There’s a fatherhood group being sponsored by the Public Health Department. “It started out really to just share experiences as a father,” says Fitzgerald. “And it was amazing because the guys in the group were very vulnerable about their own experiences of being a son and what they want things to remain like for their parenting experience and things they want to be different. It became very supportive.”
Many of the fatherhood group’s spouses and partners participate in the Nashua Family Network and the fatherhood group welcomes women to join.
“The fatherhood group has been really interested in support from the Coalition to help them understand what postpartum is and how they can be the most helpful and understanding of what their partner is going through,” Fitzgerald added. “As a result, we have a series of postpartum workshops for families that we stepped up through the Coalition too.”
Defining healing spaces
The Nashua Family Network’s leadership group meets every three weeks and is doing the work of the Foundation’s grant. Their goal is to define and refine “What constitutes a healing space and what are its elements?”

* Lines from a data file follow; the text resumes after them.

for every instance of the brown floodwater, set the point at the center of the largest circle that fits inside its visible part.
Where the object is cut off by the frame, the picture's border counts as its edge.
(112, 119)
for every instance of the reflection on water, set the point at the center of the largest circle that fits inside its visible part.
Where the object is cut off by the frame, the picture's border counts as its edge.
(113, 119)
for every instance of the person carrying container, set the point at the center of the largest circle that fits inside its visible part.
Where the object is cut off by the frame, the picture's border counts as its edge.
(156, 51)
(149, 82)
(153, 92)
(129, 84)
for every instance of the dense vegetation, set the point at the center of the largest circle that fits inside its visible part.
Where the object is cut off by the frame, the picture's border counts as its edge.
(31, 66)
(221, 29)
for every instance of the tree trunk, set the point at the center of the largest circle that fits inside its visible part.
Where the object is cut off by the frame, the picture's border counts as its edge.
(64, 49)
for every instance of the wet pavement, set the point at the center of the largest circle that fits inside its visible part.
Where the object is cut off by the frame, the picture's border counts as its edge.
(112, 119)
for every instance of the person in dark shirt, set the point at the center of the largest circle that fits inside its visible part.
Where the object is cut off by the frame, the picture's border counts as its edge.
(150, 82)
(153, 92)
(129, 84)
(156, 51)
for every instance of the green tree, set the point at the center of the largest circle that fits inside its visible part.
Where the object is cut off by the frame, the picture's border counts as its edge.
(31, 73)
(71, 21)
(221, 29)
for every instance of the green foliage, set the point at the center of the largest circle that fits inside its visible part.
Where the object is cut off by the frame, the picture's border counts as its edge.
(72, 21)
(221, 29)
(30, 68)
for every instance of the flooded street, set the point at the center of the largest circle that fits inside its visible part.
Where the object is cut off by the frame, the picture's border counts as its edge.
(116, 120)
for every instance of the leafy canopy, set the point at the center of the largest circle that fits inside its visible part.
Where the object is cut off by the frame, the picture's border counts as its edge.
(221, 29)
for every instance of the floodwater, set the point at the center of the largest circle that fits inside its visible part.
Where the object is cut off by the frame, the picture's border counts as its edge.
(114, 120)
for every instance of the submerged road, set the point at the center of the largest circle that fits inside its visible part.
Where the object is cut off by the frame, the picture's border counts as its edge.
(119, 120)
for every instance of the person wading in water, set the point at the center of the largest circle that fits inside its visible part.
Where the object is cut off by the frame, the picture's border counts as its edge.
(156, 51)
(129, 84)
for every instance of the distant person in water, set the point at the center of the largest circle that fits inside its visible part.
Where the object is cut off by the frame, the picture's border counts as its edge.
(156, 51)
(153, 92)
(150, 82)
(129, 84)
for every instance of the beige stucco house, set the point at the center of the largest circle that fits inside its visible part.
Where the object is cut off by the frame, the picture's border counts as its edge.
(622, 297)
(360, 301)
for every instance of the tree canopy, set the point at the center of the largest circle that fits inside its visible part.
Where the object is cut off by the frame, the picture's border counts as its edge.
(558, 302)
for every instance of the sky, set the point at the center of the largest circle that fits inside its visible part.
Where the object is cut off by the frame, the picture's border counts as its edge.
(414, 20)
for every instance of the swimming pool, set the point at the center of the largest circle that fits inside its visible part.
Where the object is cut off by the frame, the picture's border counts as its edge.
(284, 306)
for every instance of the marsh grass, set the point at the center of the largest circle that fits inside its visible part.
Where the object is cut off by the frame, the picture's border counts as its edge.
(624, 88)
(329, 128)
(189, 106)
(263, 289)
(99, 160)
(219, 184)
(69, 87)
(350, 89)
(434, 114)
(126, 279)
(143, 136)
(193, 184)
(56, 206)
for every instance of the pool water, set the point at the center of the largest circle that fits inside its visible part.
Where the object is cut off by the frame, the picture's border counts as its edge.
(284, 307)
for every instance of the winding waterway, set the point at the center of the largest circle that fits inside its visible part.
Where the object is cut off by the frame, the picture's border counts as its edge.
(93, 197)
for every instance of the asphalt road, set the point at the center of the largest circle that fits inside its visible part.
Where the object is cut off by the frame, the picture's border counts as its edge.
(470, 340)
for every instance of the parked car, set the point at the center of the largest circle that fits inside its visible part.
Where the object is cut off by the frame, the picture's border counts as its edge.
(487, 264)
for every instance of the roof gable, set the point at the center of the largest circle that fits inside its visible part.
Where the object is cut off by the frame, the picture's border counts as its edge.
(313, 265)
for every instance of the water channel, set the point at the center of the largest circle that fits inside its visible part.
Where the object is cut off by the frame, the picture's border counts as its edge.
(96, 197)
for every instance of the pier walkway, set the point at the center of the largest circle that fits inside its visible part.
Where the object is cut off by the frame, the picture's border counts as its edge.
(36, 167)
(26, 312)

A healing space is meant to be a safe space that is peer-led and has support from the community and the nonprofit agencies that exist to help families.
The leadership group has been working with other community parent groups to test the healing space definition.
The other local parent groups have the opportunity to weigh in on the definition and hopefully adopt it — which will add sustainability to the model.
These parent leaders have been working with New Hampshire Listens over the last several months to learn facilitation skills so they can help make sure that their gatherings are safe spaces and rules of engagement are respected. Parent leaders share leadership duties in each of their meetings to build that important capability.
“The Nashua model is unique in many ways,” notes Patti Baum. “The community members learn about so many things related to parenting, including organizational resources and many other supports. They have worked hard to reach parents who are interested, especially those who may not initially step forward. The approach is truly a lesson for both the Foundation as well as other community engagement efforts. I look forward to following their work going forward.”
“All in all, it’s been really good and healthy,” Fitzgerald concluded. “The parent groups are kind of building the bike as they’re riding the bike, but they’re getting to a place where they feel really successful and that they are creating the something that is what they were setting out to create.”